Pleased with your efforts, the next day you pick up that book you’ve been reading. It’s great, a really gripping story with twists and turns aplenty that dares you to try and predict how it’s all going to play out. But hold on, there’s a mistake there! The author has accidentally put ‘on’ where it must surely read ‘in’. No biggie, it’s taken nothing away from the story, but it’s there, like a pus-filled zit pulsating on the nose of a supermodel. It’s almost like it’s highlighted in bold, italic, and in a bigger font, the mistake screaming out at you to notice it. How could the author have missed that? Well, they didn’t, is the answer. It was the Typo Demons at work again.
You tell yourself that such a rudimentary error would never occur in one of your stories, you read them over and over again, sometimes out loud, making sure everything is where it should be. But just to be on the safe side, you re-read your current tale just one more time. Yeah, it looks good to go.
After multiple proof readings you finally summon up the courage to send the story out. Your finger quivers above ‘send’, you wonder whether you really did check it thoroughly enough. Of course you did, it’s fine, just send the thing off! Click.
Result! Someone actually likes your story and they are willing to publish it. You pump your fist in the air and shout something like “Fuck Yeah!” Days, weeks, or months later you log on to the site or open up the book your story is appearing on/in (is that right??) only to stare in dismay at the words in front of you.
“What? Really? No, I never put that in, I would have noticed, that sentence makes no sense. Oh, everyone’s going to read that and think that I’m such an amateur.” Well that is what someone who doesn’t know about the Typo Demons would say.
When you hit ‘send’, when your story is sent off into the void of cyberspace, that is when the Demons have their wicked way with your work.
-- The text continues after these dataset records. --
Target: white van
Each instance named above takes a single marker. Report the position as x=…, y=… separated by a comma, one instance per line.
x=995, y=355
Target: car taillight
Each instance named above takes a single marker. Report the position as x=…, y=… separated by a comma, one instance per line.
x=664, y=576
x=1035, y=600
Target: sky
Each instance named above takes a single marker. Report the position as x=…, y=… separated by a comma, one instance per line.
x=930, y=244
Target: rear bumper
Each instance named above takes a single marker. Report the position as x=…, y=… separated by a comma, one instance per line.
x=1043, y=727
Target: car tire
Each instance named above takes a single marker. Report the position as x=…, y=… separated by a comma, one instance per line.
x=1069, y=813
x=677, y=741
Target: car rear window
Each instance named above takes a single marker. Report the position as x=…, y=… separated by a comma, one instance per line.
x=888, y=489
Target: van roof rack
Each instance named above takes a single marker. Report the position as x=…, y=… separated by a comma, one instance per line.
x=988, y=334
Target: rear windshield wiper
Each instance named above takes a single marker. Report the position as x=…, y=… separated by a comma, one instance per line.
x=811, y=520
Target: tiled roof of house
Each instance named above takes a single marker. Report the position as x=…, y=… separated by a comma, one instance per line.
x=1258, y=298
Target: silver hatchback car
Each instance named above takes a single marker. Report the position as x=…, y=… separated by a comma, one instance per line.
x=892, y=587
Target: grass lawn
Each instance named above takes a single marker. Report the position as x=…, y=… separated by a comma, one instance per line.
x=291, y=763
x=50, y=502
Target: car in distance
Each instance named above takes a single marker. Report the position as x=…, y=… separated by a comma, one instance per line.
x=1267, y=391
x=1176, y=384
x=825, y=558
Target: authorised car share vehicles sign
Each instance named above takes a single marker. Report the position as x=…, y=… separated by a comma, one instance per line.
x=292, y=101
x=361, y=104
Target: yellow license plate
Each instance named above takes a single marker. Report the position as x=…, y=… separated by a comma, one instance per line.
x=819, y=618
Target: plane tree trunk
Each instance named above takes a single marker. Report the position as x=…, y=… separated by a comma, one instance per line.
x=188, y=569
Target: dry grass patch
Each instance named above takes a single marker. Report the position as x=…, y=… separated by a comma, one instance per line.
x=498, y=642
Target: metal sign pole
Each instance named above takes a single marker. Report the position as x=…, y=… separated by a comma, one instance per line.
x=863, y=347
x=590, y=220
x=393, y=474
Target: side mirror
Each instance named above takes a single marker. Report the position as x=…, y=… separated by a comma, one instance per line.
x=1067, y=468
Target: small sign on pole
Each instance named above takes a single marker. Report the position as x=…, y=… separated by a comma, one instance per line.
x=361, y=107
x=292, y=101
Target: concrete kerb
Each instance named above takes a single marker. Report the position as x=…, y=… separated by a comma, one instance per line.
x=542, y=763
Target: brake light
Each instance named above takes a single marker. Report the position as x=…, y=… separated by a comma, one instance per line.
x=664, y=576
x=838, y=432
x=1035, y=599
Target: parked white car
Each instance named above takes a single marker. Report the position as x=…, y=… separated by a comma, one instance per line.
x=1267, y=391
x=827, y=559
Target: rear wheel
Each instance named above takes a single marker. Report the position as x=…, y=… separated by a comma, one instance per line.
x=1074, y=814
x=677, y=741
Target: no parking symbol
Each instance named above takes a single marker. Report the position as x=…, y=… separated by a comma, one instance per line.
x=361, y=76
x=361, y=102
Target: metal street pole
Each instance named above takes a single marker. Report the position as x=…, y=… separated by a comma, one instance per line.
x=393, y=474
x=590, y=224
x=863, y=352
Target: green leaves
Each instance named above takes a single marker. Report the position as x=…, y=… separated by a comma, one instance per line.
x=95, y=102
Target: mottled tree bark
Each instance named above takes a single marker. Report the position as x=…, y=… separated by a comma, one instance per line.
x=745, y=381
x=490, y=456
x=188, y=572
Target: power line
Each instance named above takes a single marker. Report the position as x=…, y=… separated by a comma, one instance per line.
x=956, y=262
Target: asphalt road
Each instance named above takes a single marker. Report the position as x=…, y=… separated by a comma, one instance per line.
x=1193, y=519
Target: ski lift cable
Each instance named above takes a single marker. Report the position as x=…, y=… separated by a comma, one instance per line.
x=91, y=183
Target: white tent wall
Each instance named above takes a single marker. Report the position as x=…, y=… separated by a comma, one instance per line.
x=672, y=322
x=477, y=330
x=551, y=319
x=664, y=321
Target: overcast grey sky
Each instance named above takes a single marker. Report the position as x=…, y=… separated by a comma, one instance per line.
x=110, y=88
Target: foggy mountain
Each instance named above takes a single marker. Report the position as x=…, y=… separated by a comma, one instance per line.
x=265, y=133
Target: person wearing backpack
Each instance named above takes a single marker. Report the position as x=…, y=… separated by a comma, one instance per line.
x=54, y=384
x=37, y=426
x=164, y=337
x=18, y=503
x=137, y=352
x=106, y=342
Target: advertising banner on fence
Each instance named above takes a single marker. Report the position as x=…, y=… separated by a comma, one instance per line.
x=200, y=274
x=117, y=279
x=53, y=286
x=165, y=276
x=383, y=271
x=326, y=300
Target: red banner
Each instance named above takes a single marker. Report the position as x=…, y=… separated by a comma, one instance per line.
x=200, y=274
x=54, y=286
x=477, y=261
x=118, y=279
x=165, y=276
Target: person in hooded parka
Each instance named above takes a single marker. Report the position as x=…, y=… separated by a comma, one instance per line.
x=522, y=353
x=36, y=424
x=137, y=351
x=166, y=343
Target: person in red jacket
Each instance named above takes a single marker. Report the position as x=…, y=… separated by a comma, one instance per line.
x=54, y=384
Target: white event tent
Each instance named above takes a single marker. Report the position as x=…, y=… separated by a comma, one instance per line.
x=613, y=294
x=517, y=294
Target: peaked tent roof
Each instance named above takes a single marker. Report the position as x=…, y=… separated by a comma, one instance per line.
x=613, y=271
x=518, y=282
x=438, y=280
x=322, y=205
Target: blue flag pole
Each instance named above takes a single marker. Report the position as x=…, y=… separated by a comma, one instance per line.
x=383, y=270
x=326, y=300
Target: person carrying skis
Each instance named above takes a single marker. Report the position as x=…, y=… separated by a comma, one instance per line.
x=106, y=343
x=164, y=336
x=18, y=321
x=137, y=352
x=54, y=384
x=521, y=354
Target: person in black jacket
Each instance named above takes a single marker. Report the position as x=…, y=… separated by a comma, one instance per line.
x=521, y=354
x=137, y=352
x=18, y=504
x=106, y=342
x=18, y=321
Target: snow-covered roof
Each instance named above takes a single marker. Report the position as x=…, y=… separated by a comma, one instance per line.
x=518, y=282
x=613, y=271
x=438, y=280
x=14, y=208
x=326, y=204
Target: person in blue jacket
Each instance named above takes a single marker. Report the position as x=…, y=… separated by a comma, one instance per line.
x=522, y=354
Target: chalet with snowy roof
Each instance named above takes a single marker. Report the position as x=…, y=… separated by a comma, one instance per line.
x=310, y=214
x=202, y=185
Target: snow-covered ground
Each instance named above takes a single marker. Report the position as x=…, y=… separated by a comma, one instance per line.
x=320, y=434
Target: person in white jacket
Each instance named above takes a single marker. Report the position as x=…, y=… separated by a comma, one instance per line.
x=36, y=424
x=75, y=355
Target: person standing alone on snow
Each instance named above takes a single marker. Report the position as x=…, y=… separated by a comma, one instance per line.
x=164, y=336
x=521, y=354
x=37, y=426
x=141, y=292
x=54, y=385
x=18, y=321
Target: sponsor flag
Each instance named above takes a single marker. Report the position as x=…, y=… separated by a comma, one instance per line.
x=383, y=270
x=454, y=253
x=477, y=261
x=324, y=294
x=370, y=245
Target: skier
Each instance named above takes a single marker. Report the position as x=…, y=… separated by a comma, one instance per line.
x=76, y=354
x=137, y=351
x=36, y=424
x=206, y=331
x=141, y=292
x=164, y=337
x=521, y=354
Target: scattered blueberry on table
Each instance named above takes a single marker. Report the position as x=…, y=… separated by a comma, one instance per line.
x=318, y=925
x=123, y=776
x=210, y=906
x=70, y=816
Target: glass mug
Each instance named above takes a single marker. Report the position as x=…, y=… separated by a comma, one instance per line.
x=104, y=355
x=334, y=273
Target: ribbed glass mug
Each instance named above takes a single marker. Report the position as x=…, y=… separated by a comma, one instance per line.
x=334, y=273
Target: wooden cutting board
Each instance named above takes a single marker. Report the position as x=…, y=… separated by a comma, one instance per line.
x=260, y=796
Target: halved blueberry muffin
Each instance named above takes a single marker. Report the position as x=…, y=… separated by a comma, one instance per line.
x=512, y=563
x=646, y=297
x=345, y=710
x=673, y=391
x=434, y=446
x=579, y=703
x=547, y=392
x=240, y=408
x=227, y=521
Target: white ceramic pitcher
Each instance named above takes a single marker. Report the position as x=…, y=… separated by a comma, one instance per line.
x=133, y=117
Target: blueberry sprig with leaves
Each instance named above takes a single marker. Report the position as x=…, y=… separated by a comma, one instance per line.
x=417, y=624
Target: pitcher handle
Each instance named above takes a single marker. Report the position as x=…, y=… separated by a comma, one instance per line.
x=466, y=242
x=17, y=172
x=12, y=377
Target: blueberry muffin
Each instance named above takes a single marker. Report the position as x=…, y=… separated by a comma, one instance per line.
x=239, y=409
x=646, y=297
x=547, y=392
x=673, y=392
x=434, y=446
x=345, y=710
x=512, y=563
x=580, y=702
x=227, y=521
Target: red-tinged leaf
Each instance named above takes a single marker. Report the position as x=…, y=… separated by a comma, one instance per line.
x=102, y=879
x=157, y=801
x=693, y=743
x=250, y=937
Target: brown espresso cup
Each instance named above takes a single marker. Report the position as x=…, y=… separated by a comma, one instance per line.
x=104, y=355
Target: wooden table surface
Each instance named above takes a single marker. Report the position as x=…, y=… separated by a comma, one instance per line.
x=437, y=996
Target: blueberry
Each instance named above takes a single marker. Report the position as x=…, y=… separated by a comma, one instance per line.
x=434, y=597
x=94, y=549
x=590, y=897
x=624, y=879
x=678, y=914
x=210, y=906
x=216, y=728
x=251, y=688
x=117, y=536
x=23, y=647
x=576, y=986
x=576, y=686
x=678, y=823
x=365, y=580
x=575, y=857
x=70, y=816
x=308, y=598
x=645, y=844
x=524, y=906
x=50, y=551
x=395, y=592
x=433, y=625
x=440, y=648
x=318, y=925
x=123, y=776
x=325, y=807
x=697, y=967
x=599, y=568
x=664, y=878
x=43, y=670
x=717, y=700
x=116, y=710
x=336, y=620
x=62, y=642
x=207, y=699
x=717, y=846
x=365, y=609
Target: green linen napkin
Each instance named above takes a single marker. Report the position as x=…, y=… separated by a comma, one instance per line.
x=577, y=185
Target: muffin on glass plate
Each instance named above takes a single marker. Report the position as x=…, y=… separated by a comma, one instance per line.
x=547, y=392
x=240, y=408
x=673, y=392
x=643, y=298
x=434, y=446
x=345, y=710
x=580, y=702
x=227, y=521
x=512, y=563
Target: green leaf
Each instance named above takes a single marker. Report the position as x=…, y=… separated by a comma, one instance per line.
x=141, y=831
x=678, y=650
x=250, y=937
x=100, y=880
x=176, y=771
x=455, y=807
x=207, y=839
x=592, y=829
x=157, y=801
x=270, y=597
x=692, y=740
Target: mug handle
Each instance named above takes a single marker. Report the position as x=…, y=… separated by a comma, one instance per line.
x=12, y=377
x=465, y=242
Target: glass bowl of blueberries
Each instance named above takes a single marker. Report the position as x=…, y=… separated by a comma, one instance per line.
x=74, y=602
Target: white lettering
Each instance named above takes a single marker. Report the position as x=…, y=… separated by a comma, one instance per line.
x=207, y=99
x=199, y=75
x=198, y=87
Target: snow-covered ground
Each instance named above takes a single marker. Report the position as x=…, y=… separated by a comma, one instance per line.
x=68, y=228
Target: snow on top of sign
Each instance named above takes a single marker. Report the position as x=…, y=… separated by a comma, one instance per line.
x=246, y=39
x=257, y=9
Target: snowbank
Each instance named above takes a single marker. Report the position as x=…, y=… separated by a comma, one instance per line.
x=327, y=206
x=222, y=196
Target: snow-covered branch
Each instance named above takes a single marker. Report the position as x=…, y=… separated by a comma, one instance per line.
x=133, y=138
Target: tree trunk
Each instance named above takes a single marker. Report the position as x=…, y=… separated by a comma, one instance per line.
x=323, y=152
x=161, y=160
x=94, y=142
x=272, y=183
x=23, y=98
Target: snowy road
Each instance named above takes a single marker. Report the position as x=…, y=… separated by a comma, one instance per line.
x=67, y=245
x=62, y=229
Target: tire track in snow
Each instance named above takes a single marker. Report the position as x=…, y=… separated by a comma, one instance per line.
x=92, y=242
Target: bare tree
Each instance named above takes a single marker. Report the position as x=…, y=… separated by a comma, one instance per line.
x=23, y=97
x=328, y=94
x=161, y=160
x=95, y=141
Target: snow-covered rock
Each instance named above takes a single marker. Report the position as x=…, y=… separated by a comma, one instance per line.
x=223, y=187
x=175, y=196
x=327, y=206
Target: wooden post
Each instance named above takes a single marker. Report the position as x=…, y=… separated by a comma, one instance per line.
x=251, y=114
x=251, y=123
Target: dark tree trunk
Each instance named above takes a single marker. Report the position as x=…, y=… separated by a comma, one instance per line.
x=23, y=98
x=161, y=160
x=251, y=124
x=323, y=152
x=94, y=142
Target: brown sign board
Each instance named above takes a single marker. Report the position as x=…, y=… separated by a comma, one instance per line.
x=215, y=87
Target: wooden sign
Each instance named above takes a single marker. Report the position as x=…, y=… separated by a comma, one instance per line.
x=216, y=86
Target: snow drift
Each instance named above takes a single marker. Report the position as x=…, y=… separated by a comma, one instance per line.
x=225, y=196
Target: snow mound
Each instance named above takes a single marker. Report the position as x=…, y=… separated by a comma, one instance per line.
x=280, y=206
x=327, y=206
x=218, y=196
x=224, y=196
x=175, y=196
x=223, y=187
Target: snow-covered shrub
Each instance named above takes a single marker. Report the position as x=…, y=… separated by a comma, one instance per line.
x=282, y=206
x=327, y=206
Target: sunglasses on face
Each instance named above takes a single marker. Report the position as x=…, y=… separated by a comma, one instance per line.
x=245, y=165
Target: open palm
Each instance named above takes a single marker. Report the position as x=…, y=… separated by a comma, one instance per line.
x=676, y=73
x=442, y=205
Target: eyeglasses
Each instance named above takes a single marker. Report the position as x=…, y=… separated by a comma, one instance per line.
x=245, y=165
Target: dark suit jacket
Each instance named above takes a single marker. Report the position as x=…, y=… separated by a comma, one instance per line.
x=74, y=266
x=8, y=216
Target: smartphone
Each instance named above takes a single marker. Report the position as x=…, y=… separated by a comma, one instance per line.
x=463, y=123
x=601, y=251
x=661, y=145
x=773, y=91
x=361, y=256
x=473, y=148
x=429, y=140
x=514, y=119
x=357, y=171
Perhaps the publisher or editor doesn’t have the time to correct these typos and changes nothing of your story, or perhaps they are secretly working with the Typo Demons? Stranger things have happened.
I can’t be the only one this happens to. Only recently I waited with anticipation for my current story to appear online. I hadn’t read it in a few weeks since sending it off so decided to sit back and try and enjoy the story like any other reader might. But in just the second paragraph, there it was. An extra ‘I’ had been inserted into the tale, thus rendering the sentence grammatically inaccurate. I fell to my knees, held my arms aloft to the skies and screamed “Noooooooooo!” They’d done it again, the bastards. I didn’t bother reading any further, I didn’t want to give them the satisfaction.
OK, so you may be reading this and muttering to yourself that typos are a common thing for a writer to have to seek out and destroy through meticulous editing. And I agree, there’s many a time that I cringe when I read back a paragraph typed in haste. But why are these typos so difficult to notice in your own work? Why do they only stick out so obviously when any one else does it?
You may say it’s because you are so invested in your own story that these little things disguise themselves in plain sight, like the best serial killers do, as you wonder whether the protagonist would really think that, or if the timeline of their actions makes sense. Or maybe you feel like you already know the story so intricately that you tend to speed-read it by the sixth or seventh time of checking.
But it’s none of those. Have you not been reading?
Yes, the Typo Demons are the bane of the writer’s life, but how do we stop them? Perhaps there’s an incantation or spell we can use to summon the Spelling Angels or something, to banish them back to whatever dank, decrepit hole they spawned from. Or if enough people are made aware of them, their power may become so weak that their trickery no longer has any effect and they will be annihilated in a conflagration of infernal flames.
Or maybe we should just concentrate more while we edit.